Background: A number of the main effects of glucocorticoids (GCs) are their direct action on T cells, mainly through the transcriptional regulation: elevated expression of immune-regulatory proteins, inhibitory receptors, and reduced expression of pro-inflammatory cytokines, co-stimulatory molecules, and cell cycle mediators. But controversies arise due to the clinical effectiveness of GCs in the treatment of acute urticaria. Methods: In our research, we applied a pathway-specific PCR array (Human Innate & Adaptive Immune Responses RT2 Profiler PCR Array, QIAGEN, Germany) to detect and verify innate & adaptive immune responses pathway-focused genes expression in the blood of patients with acute urticaria who received treatment with glucocorticoids in addition to standard therapy. Results: Adding glucocorticoids to standard therapy did not notably affect the nature of the clinical presentation of acute urticaria, which was assessed according to the UAS scale (urticaria activity score).
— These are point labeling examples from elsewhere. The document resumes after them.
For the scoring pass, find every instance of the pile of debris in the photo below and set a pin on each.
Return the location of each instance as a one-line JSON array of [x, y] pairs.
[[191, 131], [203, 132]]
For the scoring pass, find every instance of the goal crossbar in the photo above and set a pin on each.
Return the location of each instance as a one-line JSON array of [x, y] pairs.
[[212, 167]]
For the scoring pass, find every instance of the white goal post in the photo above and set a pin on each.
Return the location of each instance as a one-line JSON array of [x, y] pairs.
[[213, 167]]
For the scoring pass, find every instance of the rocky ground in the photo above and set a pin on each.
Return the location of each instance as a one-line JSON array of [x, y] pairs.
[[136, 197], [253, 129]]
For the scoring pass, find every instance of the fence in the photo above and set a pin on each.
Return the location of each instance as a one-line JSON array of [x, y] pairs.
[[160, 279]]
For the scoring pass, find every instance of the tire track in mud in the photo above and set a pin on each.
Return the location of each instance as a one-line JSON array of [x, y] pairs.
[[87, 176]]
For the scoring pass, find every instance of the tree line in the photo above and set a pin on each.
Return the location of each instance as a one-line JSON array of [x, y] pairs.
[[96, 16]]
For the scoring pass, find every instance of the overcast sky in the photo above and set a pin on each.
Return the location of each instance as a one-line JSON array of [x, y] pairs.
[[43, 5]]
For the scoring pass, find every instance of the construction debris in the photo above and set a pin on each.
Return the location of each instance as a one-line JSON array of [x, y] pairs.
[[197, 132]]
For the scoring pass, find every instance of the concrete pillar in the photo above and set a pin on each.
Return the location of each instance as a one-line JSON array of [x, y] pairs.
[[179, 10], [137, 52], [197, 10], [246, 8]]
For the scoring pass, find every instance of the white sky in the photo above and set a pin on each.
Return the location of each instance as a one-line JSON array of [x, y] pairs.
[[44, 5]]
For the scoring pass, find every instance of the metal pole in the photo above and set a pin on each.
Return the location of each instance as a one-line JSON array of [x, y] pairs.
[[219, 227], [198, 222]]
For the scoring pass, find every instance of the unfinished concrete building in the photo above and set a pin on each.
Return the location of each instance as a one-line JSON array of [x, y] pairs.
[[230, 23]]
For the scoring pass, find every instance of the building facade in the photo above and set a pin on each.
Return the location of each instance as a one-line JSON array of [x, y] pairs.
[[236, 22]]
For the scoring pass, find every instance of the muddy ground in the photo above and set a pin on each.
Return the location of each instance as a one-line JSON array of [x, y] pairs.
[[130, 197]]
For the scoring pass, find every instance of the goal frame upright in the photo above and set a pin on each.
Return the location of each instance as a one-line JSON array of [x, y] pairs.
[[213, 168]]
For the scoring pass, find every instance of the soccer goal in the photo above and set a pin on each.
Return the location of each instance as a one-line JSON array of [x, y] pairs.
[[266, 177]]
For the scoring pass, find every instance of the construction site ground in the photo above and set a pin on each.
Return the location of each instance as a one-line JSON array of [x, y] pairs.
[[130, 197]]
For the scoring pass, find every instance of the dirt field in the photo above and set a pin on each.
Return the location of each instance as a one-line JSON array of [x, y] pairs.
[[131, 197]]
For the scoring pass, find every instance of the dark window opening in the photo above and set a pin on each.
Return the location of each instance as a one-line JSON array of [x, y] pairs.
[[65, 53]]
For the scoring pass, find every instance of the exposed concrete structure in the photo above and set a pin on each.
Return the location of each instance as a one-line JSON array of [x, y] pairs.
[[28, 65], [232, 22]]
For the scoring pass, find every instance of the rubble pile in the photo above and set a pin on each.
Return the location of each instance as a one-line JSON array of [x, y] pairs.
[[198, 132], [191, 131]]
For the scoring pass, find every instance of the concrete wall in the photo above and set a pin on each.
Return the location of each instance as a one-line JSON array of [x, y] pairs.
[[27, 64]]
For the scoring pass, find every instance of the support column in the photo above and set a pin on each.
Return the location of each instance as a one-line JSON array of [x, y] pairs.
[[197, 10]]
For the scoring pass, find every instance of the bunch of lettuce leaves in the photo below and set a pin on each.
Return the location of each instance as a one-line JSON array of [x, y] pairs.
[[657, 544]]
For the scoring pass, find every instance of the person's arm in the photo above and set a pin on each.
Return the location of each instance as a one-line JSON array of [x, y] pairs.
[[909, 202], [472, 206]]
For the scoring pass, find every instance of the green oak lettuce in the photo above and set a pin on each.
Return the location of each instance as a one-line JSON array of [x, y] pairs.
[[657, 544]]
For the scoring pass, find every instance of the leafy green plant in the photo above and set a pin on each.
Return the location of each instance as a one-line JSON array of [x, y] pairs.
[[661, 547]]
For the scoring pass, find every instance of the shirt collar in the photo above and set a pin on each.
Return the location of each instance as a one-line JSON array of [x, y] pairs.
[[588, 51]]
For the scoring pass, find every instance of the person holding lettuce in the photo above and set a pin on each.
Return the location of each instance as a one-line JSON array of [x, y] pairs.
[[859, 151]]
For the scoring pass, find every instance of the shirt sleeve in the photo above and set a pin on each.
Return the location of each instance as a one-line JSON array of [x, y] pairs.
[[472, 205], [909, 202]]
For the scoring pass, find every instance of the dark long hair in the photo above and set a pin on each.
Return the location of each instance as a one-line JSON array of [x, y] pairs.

Analysis of the transcriptional profile of peripheral blood mononuclear cells in patients with acute urticaria against the background of glucocorticoid therapy showed the induction expression of the FOXP3 and IL10 genes against the background of repression of the transcriptional activity of the genes for chemokines and cytokines CCL5, CXCL8, IFNG, IL2, IL5, IL17A, IL1B, and TNF. Glucocorticoid-induced changes in the transcriptome also manifested by pronounced repression in genes of CD40 and CD80 (B7-1) co-stimulatory molecules, transcriptional regulators of Th1-cells differentiation - TBX21 and STAT1, Th17 cells - RORC, NLRP3-inflammasome genes, and the transcription factor NFKB1 compared with the control group. Conclusions: Adding glucocorticoids to the standard therapy of acute urticaria has a pronounced immunosuppressive potential at the transcriptome level of immune response genes in the blood; however, it does not have any noticeable clinical effect.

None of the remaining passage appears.